Мальчик не проронил ни слова. Из тьмы крытого проулка вынырнула какая-то женщина, схватила ребенка за плечи и утащила за собой.
— Италия предлагает награду за этого человека! Он опасен! Он опасен и для вас! Получите награду и избавьтесь от этого бремени! — выкрикивая эти слова на манер городского глашатая, Арджан медленно совершил полный круг.

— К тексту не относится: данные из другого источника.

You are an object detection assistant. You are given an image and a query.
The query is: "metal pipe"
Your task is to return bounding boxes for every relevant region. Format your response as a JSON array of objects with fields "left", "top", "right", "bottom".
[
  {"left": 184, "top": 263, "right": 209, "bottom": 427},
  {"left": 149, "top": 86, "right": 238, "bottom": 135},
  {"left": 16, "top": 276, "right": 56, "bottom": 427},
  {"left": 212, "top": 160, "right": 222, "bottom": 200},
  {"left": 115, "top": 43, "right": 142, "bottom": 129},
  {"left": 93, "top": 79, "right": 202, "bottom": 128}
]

Один старик повернулся и зашаркал прочь. Его примеру последовала молодая женщина. Вскоре вся толпа разбрелась; никто не заинтересовался его предложением. Они знали, кто он такой. Одни слышали, а некоторые на собственном опыте убедились, как жестко охраняет итальянское посольство близлежащие кварталы от своих недругов и всякого сброда. Арджану очень хотелось схватить парочку зевак, отвезти на свою территорию и там обстоятельно выяснить, куда все-таки делся Пиппино Фараго. Он прикинул, нельзя ли быстренько обыскать близлежащие дома, но это было бы превышением полномочий, да и израильская полиция скоро появится. Так и есть: он услышал переливчатые трели сирен. Можно было бы обратиться к ним за помощью в поисках Пипа, но если полиция найдет его, то какое-то время подержит у себя, выясняя границы своей юрисдикции, а кто знает, что Фараго за это время им наговорит? Нет, лучше не выносить сор из избы.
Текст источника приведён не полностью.